If all things were governed by mechanical necessity, there would be no need for free will; in fact, the problem of free will could not arise at all. All

would be impact, pressure, driving force. But since there is a necessitas

consequentiae, a necessity that presupposes and requires the will, our will,

although not free, constantly enters our actions and acts by virtue of the freedom accorded us. This freedom is what sets man apart from the automaton, what separates the free and reasonable creature from the machine. The machine has neither free nor unfree will; it has no will at all.

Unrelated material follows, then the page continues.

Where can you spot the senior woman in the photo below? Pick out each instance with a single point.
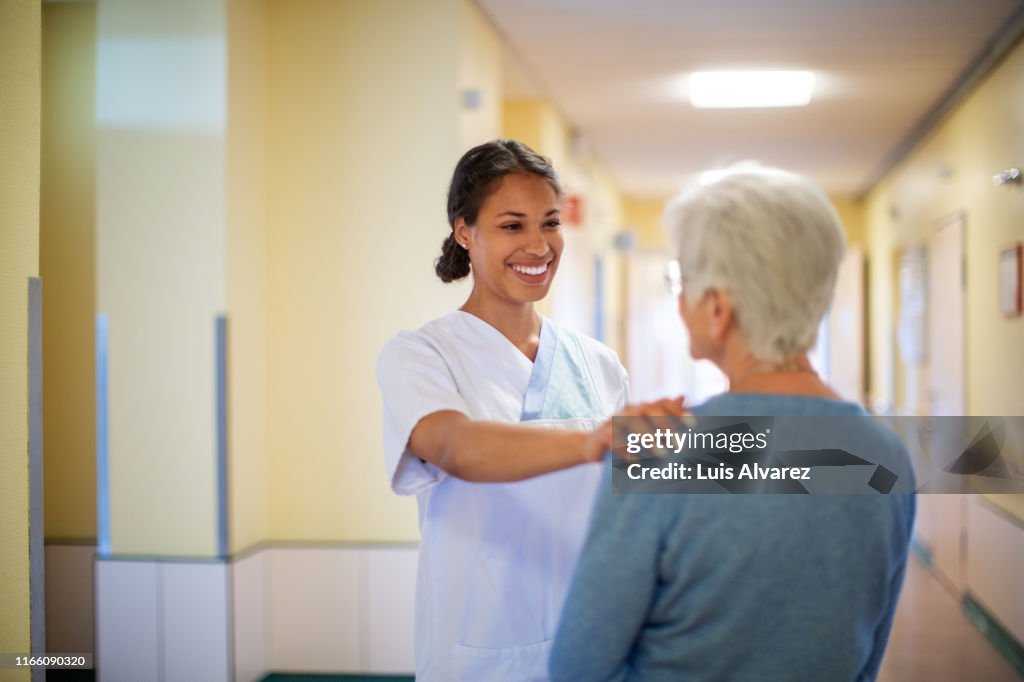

Therefore, it is a false and misleading comparison which likens the preformation and preordination of the world and all that happens in it to a mechanism, where everything happens mechanically. For a mechanism which repeats the same motions rigidly and uniformly can in no way be compared to the universe, where no two things could be found that are alike, no two causes that could produce the same effect. Since there are no two things that are completely alike, there are no two causes that are completely alike. Hence, the world is not a mill inhabited only by millers; to grind corn is not its only purpose. But mills there have always been in it, among them treadmills of the worst sort. There is no doubt that the advance of technology has constantly increased the number of these treadmills, especially by its insistence on the division of labor, for this increases the functionalism of labor while achieving greater mechanical efficiency. Inescapably, such mechanization impairs human freedom. For mechanization brings to the fore the doctrine of mechanical functions and with that a growing conviction that man, too, is subjected to mechanical necessities.

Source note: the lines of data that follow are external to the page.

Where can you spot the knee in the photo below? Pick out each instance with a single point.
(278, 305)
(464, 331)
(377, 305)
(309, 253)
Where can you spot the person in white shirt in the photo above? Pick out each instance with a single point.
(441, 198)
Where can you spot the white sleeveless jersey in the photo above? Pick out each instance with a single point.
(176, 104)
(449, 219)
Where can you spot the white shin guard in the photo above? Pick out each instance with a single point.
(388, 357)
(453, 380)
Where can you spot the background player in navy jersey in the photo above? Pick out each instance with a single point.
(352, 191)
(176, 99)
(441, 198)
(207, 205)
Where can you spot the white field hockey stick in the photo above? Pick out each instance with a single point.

Marx has likened the Hindu weaver to a spider, and this comparison expresses his scorn for manual labor, just as he attributed a certain dullness and stupidity to the life of the peasants whose work, at the time, was predominantly done by hand. But is the factory weaver any less a spider? Judged by its basic assumptions, Marxism is a modified Spinozism, and it suffers from the errors of Spinoza's system.

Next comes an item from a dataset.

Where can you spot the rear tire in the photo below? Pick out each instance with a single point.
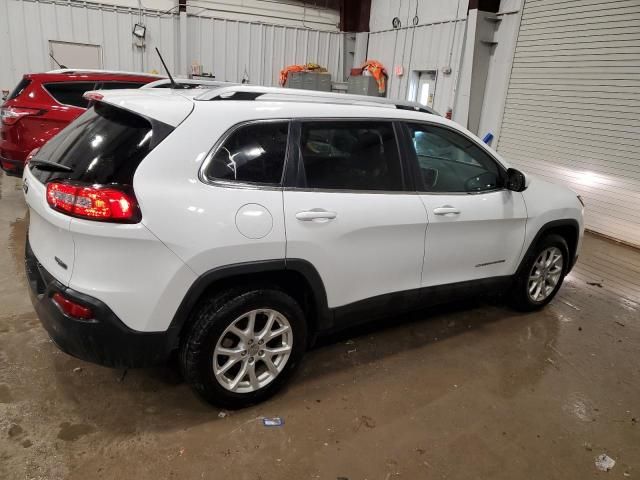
(243, 346)
(541, 274)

The notion that manual labor is monotonous and that this so-called tedious monotony is eliminated by technical progress – this notion is false. The opposite is true. Nor does the heavy, dirty work that man has to do grow less, for there is no decrease in the number of rubbish piles and sewers in the

world. Manual labor does not at all decrease with the advance of the machine; rather it increases and, so far as it is in the service of the machine, it changes in its nature.4

From the human hand all things originate and into it they all return. All mechanisms have evolved from, and are controlled by, us. Even the most ingenious and accomplished automaton is far from allowing our hands to rest, much less replacing them, for it is not a separate mechanism working by itself, but a part of a vast technical apparatus whose constant development entails an increase in the amount of work. No one who postulates that all work that can be done mechanically must be done mechanically should support his claim with the assertion that mechanization gives relief to the worker. For mechanization not only increases the amount of mechanical motion and the wear produced by this motion; it also increases the amount of labor. The technician is forever intent upon extending the dominion of the machine, and this is the cause for the demand that all that can be mechanized must be mechanized. But, to take an extreme example, should pedestrians be abolished because we have mechanical conveyances that relieve us of walking?